Linear Algebra

gemm

template<typename AlphaType, typename OCMShapeA, typename OCMShapeB, typename OCMShapeC, typename BetaType>
void qmath::gemm(AlphaType alpha, OCMShapeA &ocmA, OCMShapeB &ocmB, BetaType beta, OCMShapeC &ocmC, OCMShapeC &ocmOut)

Calculate general matrix multiplication (gemm) out = alpha*A*B + beta*C https://en.wikipedia.org/wiki/Basic_Linear_Algebra_Subprograms#Level_3.

Template Parameters
  • AlphaType: Type for the scalar alpha

  • OCMShapeA: Type for the matrix A (In OCM)

  • OCMShapeB: Type for the matrix B (In OCM)

  • OCMShapeC: Type for the matrix C (In OCM)

  • BetaType: Type for the scalar beta

Parameters
  • alpha: scalar alpha

  • ocmA: matrix A

  • ocmB: matrix B

  • beta: scalar beta

  • ocmC: matrix C

  • ocmOut: output matrix

solve

template<typename ocmAType, typename ocmBType, typename ocmXType>
void qmath::solve(ocmAType &ocmA, ocmBType &ocmB, ocmXType &ocmX, bool useCholesky = false)

Solves multiple independent matrix equations of the form Ax=b where A is non-singular small square matrix (matrixSize <= 20)

*  +---------------+
*  |  ocmA Tensor  |
*  +---------------+
*                      A matrices for each problem are stacked in x direction
*                      ----------->
*                   |  +------------------------------+-------------------------------+
*                   |  |                              |                               |
*                   |  |                              |                               |
*   matrix rows in  |  |<---------------------------->|<----------------------------->|
*     y direction   |  |       # problems in Roi      |       # problems in Roi       |
*                   |  |     (numCores x numCores)    |     (numCores x numCores)     |
*                   v  |                              |                               |
*                      +------------------------------+-------------------------------+
*
*                    matrix columns are in z direction (into page) with alternating
*                    real (even indicies) and imaginary (odd indicies) components.
*                    Thus, z dimension is of length 2 * matrixSize.
*
*
*  +---------------+
*  |  ocmB / ocmX  |
*  +---------------+
*                      b / x vectors for each problem are stacked in x direction
*                      ----------->
*                   |  +------------------------------+-------------------------------+
*                   |  |                              |                               |
*                   |  |                              |                               |
*  vector elements  |  |<---------------------------->|<----------------------------->|
*   in y direction  |  |       # problems in Roi      |       # problems in Roi       |
*                   |  |     (numCores x numCores)    |     (numCores x numCores)     |
*                   v  |                              |                               |
*                      +------------------------------+-------------------------------+
*
*                    real (index = 0) and imaginary (index = 1) components in z direction (into page).
*
*
*
*
*  For example, suppose we have 100 Ax=b problems to solve where each A is a 4x4 complex matrix.
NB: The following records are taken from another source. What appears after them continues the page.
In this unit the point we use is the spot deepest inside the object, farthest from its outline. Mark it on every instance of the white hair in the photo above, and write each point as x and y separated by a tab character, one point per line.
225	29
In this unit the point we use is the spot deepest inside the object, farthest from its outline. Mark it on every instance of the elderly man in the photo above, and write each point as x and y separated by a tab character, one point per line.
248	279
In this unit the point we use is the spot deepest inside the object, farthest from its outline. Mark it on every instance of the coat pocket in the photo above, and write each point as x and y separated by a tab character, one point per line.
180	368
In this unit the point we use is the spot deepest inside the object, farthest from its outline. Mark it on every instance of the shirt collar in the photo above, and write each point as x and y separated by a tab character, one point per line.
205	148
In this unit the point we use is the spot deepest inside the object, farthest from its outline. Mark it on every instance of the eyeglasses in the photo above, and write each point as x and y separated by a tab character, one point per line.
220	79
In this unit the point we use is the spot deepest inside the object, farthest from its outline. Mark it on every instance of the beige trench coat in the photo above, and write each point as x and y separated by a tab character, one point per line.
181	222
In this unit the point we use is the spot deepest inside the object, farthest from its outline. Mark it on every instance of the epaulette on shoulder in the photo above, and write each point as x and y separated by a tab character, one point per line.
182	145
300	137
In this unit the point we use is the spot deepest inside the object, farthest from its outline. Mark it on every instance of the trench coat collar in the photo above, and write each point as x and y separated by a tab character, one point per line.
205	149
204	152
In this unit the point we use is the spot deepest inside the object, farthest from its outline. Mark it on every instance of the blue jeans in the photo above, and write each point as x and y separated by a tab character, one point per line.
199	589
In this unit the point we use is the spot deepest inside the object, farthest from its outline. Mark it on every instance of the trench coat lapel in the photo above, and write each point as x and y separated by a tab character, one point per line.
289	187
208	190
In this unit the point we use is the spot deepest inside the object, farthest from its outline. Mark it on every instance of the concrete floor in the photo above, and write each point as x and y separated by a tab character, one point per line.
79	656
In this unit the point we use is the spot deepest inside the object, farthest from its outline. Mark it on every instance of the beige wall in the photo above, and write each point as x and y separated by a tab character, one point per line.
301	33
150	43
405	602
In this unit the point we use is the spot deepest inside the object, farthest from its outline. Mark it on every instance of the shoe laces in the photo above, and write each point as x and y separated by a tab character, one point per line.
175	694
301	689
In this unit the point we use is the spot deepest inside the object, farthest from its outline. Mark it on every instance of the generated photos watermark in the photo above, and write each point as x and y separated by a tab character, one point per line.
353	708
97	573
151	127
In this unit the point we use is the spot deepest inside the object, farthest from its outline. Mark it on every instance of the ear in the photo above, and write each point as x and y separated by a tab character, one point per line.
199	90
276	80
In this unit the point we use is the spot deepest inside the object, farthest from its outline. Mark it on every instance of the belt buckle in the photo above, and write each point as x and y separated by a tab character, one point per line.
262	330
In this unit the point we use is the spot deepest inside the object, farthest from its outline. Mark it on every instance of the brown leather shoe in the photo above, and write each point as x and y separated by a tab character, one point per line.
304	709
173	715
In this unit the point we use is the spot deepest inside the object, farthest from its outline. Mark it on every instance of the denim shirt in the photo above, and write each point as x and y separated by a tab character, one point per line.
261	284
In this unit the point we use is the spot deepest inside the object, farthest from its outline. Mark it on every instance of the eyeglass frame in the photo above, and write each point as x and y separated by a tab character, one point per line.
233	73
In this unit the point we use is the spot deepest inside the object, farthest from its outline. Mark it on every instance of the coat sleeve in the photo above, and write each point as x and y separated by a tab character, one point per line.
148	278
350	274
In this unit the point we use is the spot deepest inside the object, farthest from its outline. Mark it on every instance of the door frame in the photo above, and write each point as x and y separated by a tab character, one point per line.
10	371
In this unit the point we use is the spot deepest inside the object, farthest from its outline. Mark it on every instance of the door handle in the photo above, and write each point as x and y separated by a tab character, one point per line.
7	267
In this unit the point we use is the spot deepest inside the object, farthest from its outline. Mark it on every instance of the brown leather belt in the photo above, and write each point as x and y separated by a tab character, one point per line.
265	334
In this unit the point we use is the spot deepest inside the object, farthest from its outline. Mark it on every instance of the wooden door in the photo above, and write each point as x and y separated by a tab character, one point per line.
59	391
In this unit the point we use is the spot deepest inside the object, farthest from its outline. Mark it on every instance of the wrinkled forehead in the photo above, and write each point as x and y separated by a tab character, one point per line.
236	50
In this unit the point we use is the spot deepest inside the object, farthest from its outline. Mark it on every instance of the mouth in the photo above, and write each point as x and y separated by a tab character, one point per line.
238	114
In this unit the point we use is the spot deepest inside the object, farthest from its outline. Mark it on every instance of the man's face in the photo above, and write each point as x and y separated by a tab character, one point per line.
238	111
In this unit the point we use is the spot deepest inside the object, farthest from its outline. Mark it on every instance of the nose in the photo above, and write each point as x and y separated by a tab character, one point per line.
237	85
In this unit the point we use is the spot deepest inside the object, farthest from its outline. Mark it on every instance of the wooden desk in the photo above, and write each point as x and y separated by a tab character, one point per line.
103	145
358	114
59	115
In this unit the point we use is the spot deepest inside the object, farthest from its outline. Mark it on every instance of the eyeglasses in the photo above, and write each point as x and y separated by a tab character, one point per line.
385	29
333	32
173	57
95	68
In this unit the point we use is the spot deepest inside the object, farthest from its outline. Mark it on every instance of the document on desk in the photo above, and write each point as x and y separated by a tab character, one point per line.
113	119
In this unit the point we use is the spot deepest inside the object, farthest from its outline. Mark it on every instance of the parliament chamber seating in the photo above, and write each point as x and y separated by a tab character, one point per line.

We need
*  to store all 100 matricies into one tensor. First let's consider the first matrix A1. Suppose A1 looks
*  like this:
*
*       ┌──────┬──────┬──────┬──────┐
*       │ 1+17i│ 2+18i│ 3+19i│ 4+20i│
*       ├──────┼──────┼──────┼──────┤
*       │ 5+21i│ 6+22i│ 7+23i│ 8+24i│
*  A1 = ├──────┼──────┼──────┼──────┤
*       │ 9+25i│10+26i│11+27i│12+28i│
*       ├──────┼──────┼──────┼──────┤
*       │13+29i│14+30i│15+31i│16+32i│
*       └──────┴──────┴──────┴──────┘
*
*  We first have to handle the real and complex parts. We transform A1 into a 4 x 8 matrix that has double
*  the number of columns. The real and imaginary parts of each original column are now their own individual
*  columns like so:
*
*      ┌────►z
*      │  Re Im Re Im Re Im Re Im
*      │ ┌──┬──┬──┬──┬──┬──┬──┬──┐
*      ▼ │ 1│17│ 2│18│ 3│19│ 4│20│
*      y ├──┼──┼──┼──┼──┼──┼──┼──┤
*        │ 5│21│ 6│22│ 7│23│ 8│24│
*  A1 =  ├──┼──┼──┼──┼──┼──┼──┼──┤
*        │ 9│25│11│26│12│27│13│28│
*        ├──┼──┼──┼──┼──┼──┼──┼──┤
*        │13│29│14│30│15│31│16│32│
*        └──┴──┴──┴──┴──┴──┴──┴──┘
*
*  The rows and columns of A1 will span the y and z directions of the final tensor that we will construct.
*
*  Now, we do this transformation to each matrix A1 to A100 and then stack them in the x direction. Thus,
*  the final tensor will have the dimensions (z, y, x) = (8, 4, 100).
*
*  Note: This implementation assumes input matrices are non-singular and does not check this assertion nor
*  gives notice to user. A notice or flag will be added in future.
*
*

Parameters
  • ocmA: A matrices in Ax=b. Input tensor with dimensions 1 x (2[=real+imaginary]*matrixSize) x matrixSize x numProblems

  • ocmB: b vectors in Ax=b. Input tensor with dimensions 1 x 2[=real+imaginary] x matrixSize x numProblems

  • ocmX: x vectors in Ax=b. Output tensor with dimensions 1 x 2[=real+imaginary] x matrixSize x numProblems

  • useCholesky: boolean value to determine which solver method to use:

    • (1) false: this uses gaussian elimination to solve Ax = b. This works for general square complex matrices A.

    • (2) true : this does a cholesky decomposition of A to form A = LL^H and then uses this decomposition to solve Ax=b. This only works for hermitian positive-definite matricies. Compute cycles are halved compared to gaussian elimination method when applicable.